Another favorite gift for baby is the doorway jumper!  Parents love the idea of a bouncing baby smiling at them.  What happens when we ask the question:  how does the jumper influence the movement development of my baby?  All of the points in the post on the exersaucer apply here:  the bones are not strong enough, the muscles are not strong enough, and the jumper is teaching coordination of the body in the brain that is not useful for learning to walk.  The point about the bones not yet being strong enough for bouncing is extremely important and deserves more discussion, along with other developmental influences of the jumper.


Baby’s bones are quite soft.  It is no coincidence that nature has designed the progression from birth to walking in such a way that it takes about one full year before baby is upright and walking.  It takes time for the bones to gradually strengthen because the impact of the weight of baby’s body against the floor may be detrimental to the formation of the hip joint, which is formed by the thigh bone at the place where it meets the pelvis.  It is possible that the shape of the legs may be negatively influenced by jumping at such a young age.  The force of the jump may influence the angle of the part of the thigh bone that meets the pelvis, creating an altered shape of the leg that is not well aligned.  Other joints affected by the impact of the weight of baby landing on the floor include the knee joints, ankle joints, and the spine.

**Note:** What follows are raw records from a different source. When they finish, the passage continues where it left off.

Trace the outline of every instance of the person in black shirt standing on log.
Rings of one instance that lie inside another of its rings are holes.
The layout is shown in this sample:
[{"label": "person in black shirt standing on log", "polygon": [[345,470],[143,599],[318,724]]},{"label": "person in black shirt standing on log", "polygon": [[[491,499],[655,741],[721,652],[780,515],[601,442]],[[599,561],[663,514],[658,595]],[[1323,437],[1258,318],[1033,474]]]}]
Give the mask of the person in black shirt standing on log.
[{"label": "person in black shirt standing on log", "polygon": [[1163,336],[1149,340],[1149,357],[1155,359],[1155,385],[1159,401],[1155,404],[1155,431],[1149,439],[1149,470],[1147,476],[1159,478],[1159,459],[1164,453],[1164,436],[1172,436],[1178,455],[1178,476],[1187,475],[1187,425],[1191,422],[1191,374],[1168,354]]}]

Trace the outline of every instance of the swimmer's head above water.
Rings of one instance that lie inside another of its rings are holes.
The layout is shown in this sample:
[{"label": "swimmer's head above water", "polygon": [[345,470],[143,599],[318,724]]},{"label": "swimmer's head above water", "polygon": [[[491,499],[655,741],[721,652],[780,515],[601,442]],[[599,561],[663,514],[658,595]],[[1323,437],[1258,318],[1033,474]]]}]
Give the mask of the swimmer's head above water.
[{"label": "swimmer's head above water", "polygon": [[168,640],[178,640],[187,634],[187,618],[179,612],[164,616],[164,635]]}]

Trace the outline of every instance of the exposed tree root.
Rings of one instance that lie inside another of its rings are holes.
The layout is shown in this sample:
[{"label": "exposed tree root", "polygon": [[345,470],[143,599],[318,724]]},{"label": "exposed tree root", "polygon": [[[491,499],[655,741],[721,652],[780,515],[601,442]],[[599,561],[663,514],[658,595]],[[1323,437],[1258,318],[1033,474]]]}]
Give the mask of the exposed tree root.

When the muscles are not yet very strong, the impact of the force of movement can not be absorbed by the muscles, so it is the bones that takes the hit.  In physical therapy, we observe this philosophy with adult patients who are encouraged to strengthen muscles surrounding a vulnerable joint.  These strong muscles protect the joint by absorbing the forces of movement.  Babies strengthen their bones and muscles through crawling, rolling, standing, and various activities that they can do own their own without outside assistance which are very low-impact in comparison with jumping.

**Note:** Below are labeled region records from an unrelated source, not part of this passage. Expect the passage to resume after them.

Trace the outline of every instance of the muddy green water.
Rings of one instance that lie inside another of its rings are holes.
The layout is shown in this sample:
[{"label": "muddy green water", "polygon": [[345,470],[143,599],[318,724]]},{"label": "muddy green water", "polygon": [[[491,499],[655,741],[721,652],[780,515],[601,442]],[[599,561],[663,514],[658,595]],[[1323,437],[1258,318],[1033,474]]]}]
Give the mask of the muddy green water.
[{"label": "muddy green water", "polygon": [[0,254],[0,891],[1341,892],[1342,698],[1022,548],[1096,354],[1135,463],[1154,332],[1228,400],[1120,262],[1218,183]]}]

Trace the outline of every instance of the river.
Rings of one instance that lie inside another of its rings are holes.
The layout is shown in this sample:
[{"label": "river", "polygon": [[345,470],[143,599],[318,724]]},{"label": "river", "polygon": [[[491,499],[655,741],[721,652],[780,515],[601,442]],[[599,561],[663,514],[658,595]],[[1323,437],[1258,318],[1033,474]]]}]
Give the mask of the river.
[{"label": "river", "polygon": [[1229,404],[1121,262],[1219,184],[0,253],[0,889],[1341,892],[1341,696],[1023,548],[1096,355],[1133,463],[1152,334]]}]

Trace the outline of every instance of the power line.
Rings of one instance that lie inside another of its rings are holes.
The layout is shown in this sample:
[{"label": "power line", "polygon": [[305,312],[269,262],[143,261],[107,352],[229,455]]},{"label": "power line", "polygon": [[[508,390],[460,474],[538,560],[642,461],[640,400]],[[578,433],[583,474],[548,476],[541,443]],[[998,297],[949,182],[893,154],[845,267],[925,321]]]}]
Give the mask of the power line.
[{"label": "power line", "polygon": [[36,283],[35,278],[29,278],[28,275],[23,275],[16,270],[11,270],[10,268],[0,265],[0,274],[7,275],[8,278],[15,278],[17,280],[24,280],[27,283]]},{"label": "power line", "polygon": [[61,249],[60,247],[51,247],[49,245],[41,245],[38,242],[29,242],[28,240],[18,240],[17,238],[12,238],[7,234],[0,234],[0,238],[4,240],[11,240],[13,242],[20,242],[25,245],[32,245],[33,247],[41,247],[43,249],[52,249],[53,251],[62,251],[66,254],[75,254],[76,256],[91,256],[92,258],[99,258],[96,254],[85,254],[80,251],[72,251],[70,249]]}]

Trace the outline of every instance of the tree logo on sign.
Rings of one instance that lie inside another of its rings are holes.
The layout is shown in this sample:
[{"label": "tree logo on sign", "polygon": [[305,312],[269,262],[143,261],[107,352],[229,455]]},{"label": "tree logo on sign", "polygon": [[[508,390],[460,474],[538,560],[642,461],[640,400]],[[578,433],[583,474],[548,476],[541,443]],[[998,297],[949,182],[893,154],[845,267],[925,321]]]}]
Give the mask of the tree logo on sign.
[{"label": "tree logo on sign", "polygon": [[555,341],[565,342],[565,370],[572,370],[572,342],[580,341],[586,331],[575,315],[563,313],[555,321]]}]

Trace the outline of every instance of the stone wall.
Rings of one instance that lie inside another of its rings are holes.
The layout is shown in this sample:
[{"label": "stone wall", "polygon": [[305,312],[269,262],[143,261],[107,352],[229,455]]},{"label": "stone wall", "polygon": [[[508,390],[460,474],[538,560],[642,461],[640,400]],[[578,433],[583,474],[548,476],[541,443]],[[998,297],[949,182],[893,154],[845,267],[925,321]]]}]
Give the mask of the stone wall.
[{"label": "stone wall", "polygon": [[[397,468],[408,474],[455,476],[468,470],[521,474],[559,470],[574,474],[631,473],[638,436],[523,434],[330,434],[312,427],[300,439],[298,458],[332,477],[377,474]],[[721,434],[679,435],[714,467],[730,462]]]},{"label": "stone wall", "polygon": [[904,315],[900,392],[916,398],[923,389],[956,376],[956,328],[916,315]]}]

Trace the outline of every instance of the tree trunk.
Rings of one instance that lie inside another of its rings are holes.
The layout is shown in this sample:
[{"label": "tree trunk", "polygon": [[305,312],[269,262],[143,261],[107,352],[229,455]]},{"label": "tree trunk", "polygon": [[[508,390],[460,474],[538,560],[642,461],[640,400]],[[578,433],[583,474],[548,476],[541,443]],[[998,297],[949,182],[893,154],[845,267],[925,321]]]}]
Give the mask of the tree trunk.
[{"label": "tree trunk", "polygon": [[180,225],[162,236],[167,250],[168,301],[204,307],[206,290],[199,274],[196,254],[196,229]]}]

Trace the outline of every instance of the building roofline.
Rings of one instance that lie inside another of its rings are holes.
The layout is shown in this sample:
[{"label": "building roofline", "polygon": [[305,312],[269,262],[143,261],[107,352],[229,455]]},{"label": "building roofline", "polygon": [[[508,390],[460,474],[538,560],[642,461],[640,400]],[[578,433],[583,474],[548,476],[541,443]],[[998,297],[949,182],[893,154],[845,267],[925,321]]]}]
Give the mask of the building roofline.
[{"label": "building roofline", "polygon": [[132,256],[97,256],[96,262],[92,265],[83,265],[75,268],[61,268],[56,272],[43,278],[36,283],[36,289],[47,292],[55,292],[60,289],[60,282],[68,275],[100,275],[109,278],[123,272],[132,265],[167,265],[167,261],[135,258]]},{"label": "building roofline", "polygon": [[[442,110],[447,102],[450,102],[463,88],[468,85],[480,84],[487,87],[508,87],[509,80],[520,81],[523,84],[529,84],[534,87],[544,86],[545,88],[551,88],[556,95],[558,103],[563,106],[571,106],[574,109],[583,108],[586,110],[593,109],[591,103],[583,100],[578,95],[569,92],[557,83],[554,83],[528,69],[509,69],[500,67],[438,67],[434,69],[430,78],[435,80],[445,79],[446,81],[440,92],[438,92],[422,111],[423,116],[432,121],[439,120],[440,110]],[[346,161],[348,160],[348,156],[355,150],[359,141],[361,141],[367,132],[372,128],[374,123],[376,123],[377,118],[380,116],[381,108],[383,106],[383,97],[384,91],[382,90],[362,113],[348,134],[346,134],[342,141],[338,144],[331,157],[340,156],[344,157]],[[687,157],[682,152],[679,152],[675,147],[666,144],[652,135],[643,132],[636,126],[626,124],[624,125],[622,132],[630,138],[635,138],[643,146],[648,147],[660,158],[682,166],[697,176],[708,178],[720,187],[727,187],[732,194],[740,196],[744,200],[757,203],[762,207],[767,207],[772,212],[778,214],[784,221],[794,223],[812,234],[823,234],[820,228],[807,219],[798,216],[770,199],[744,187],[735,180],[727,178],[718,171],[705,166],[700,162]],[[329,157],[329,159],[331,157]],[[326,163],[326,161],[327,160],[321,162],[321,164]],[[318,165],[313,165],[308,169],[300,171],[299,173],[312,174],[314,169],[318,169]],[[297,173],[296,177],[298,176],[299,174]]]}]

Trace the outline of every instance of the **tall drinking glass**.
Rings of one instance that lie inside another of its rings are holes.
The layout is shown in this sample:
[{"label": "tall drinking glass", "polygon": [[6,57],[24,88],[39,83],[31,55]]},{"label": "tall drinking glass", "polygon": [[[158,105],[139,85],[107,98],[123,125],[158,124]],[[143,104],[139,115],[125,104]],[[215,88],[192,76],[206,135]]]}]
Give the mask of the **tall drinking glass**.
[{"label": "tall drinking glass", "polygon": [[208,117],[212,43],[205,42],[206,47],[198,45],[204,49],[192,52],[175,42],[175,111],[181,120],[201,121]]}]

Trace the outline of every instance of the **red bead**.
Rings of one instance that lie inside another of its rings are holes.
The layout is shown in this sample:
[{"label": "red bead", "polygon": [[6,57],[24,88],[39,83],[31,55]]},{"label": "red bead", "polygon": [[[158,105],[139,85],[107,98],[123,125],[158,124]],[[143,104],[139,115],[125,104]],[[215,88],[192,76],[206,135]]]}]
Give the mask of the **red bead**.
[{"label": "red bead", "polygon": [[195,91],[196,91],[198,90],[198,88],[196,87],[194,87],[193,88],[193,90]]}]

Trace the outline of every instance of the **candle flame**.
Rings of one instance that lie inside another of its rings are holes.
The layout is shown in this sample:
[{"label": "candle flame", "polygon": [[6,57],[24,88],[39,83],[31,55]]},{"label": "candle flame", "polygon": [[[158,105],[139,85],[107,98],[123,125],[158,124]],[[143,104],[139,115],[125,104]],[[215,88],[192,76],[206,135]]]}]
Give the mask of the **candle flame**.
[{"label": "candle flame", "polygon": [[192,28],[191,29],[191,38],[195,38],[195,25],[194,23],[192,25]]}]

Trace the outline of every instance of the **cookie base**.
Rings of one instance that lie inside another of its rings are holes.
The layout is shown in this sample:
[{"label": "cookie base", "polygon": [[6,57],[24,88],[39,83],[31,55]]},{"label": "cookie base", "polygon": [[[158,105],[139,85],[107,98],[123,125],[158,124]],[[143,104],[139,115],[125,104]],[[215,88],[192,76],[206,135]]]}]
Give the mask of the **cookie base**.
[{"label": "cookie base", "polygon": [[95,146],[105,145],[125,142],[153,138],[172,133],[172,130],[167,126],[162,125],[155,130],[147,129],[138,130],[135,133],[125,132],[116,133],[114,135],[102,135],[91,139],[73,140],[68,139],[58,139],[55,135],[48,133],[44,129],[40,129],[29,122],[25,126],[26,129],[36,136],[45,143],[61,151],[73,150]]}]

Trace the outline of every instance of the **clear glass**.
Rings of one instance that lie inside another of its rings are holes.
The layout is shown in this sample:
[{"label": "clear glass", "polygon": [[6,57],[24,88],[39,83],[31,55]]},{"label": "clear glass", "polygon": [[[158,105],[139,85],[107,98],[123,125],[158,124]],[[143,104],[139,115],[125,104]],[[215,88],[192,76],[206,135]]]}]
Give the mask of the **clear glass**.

Baby tends to land on her toes when in the jumper.  This trains the brain to use the toes more than the rest of the foot and may teach baby to walk on tip-toe.  This develops an altered gait that lacks power.  These children sometimes carry this habit on for many years as it can be difficult to break.  The achilles tendon will be shortened as a result, impacting the ability to bend the knees and to run.


We know that the brain controls our movement patterns.  With the jumper, baby learns to use both feet at the same time, which is NOT what we do when we walk or run.  Walking and running requires the alternating of limbs.  Also, the jumper teaches baby to move in quick bursts in a manner that is out of control since he does not have the strength in his muscles yet.  There is little control of the limbs or the torso.  Baby is controlled artificially by the harness of the jumper, not by his muscles.  This develops less coordination and balance, which are essential to walking and running.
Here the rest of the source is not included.